← February 20, 2026 edition

gemini-3-1-pro

A smarter model for your most complex tasks

Google's Gemini 3.1 Pro Is Not a Startup. That's What Makes It Interesting.

Software EngineeringArtificial Intelligence
Google's Gemini 3.1 Pro Is Not a Startup. That's What Makes It Interesting.

The Macro: The Model Wars Are Eating Everything

The AI model space is just an arms race with better PR at this point. OpenAI drops something, Anthropic responds within weeks, Google follows with something that has better benchmark numbers and a slightly awkward announcement post. Rinse, repeat.

What’s changed in the last 18 months is that the competition has stopped being mostly theoretical. Engineers are actually switching between models mid-project based on which one handles their specific use case better. It’s not loyalty, it’s pragmatism. You use Claude for writing-heavy tasks, you spin up a Gemini model when you need something with strong tool-calling, and you occasionally check back on whatever OpenAI shipped that week.

The software engineering market is somewhere around $72 billion as of 2025, according to Market Research Future, growing at roughly 11% annually.
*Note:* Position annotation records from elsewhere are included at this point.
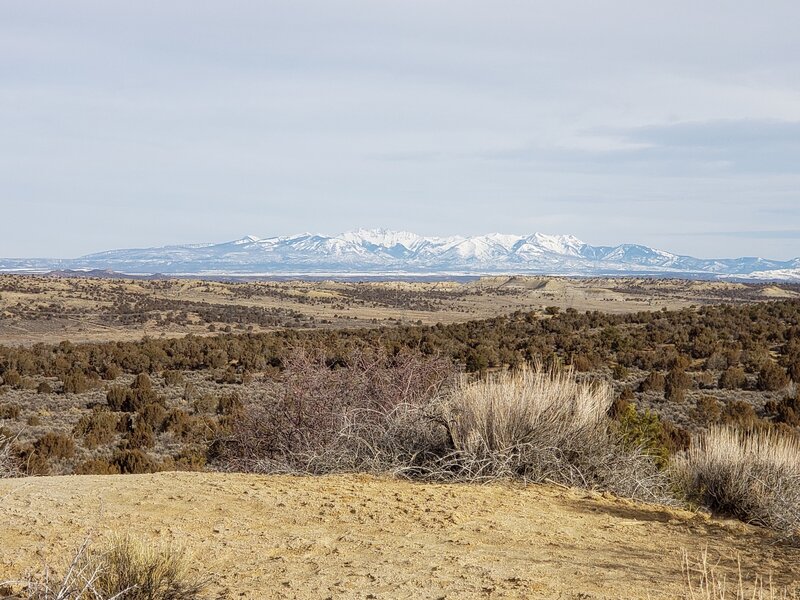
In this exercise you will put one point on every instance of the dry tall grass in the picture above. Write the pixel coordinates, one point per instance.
(126, 570)
(751, 475)
(544, 426)
(8, 463)
(705, 580)
(504, 413)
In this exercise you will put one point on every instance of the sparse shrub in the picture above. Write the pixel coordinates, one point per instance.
(772, 377)
(115, 397)
(142, 436)
(741, 414)
(96, 466)
(12, 378)
(750, 475)
(654, 382)
(111, 371)
(125, 570)
(97, 428)
(619, 372)
(55, 445)
(9, 464)
(179, 423)
(675, 385)
(76, 383)
(733, 378)
(707, 410)
(643, 431)
(152, 416)
(788, 410)
(348, 414)
(544, 426)
(705, 380)
(9, 411)
(142, 382)
(207, 403)
(173, 378)
(582, 363)
(229, 404)
(134, 461)
(186, 460)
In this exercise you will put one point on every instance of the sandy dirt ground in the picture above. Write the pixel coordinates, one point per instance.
(365, 537)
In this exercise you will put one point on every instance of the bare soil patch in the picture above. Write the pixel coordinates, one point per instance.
(367, 537)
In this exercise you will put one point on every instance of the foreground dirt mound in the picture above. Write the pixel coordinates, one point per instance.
(365, 537)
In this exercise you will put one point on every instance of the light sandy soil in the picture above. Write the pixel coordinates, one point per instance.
(366, 537)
That number is real, but what’s more interesting underneath it is the hiring data. According to The Pragmatic Engineer, software engineering headcount is still about 22% below its January 2022 peak. Meanwhile, AI engineering roles have grown explosively since mid-2023. The people with jobs are being asked to do more, and the tools they reach for have to actually deliver.
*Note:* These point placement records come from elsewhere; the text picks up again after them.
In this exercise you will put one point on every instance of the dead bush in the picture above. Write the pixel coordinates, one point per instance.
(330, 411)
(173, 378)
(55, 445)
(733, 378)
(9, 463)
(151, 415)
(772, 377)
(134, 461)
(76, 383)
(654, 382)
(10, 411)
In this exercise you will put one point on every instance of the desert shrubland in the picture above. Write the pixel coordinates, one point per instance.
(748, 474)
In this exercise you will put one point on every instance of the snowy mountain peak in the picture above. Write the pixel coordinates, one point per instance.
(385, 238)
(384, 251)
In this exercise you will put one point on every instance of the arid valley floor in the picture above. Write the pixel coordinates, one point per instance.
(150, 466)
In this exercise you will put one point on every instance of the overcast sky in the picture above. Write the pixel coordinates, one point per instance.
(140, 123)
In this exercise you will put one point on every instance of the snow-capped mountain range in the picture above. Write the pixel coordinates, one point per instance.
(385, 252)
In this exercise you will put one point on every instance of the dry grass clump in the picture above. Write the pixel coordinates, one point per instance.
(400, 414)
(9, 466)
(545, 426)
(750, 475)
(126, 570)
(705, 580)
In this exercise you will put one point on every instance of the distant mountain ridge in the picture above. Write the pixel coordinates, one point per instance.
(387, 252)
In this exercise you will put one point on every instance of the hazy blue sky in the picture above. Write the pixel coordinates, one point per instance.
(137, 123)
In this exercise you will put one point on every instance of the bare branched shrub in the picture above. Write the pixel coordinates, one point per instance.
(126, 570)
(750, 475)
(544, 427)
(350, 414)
That’s the context here. Not some abstract future where AI helps developers. The present, where your senior engineer is comparing model outputs in a terminal window at 2pm on a Tuesday.

Competitors are everywhere. Anthropic’s Claude 3.5 family, OpenAI’s GPT-4o and o-series, Meta’s Llama models for teams that want to self-host. If you’re a tool like Unblocked doing AI-assisted code review, you’re picking from this same menu. Google knows this. 3.1 Pro is their answer to the question: why would you pick us?

The Micro: What 3.1 Pro Actually Does (and Where It Shows Up)

Gemini 3.1 Pro is Google’s updated mid-to-high tier model, released February 19, 2026. The pitch is simple: better reasoning for tasks that don’t resolve with a single lookup or a paragraph of prose.

According to Google’s own announcement, the model is available through the Gemini API, Vertex AI, the Gemini app, and NotebookLM. That’s a wide surface area. You can hit it as a developer through an API call, access it through a consumer app, or use it embedded in a research tool. Windsurf (the AI coding environment) has already added it with both Low and High thinking variants, which is an interesting framing I want to poke at. The idea that you can dial how hard the model tries is not new, but surfacing it as a user choice is a product decision that developer tools are starting to take seriously.

Visual Studio Code confirmed that 3.1 Pro is rolling out in public preview through GitHub Copilot, with early testing showing strong tool precision. That last part matters more than the benchmark numbers. Tool-calling accuracy is where models actually fall apart in real workflows. A model that writes beautiful prose but fumbles a function call is useless to a developer agent setup.

Brendan Foody, CEO of AI startup Mercor, reportedly praised the model’s performance on APEX, Mercor’s benchmarking system, according to TechCrunch. Maor Shlomo, who runs app builder Base44, posted that he added 3.1 Pro and called it particularly good for gaming and design workflows. Third-party early reads are sparse but directionally positive.

It got solid traction on launch day, hitting the top spot.

The part I keep thinking about is the Windsurf integration offering “thinking” tiers. If you’re building long-running AI agents like what MiniMax is going after, the ability to tune inference cost against problem complexity is genuinely useful, not just a slider for the sake of sliders.

The Verdict

Here’s the honest read: this is a good model update from a company that has the infrastructure to make it matter. I don’t think it’s going to convert someone who has settled into the Anthropic workflow. But I also don’t think it needs to.

Google’s play is integration. If 3.1 Pro is in Copilot, in Vertex, in NotebookLM, and in Windsurf, it doesn’t need to win a head-to-head comparison. It just needs to be reliably better than whatever it was last month, and present everywhere you’re already working.

The tool-calling precision is the number I’d want to see stress-tested over 30 days. That’s where the promise either holds or quietly collapses in production. By 60 days, I’d want to know if the developer adoption through Vertex is actually converting or if everyone using it is doing so through a wrapped consumer product.

The actual risk for Google here isn’t a competing model. It’s that the memory and context problems that plague this whole category of AI tools erode trust before the reasoning upgrades can compound. Good benchmark scores don’t survive messy real-world sessions.

If the tool precision numbers from Copilot hold up at scale, this is a meaningful release. If they don’t, it’s a footnote in a changelog.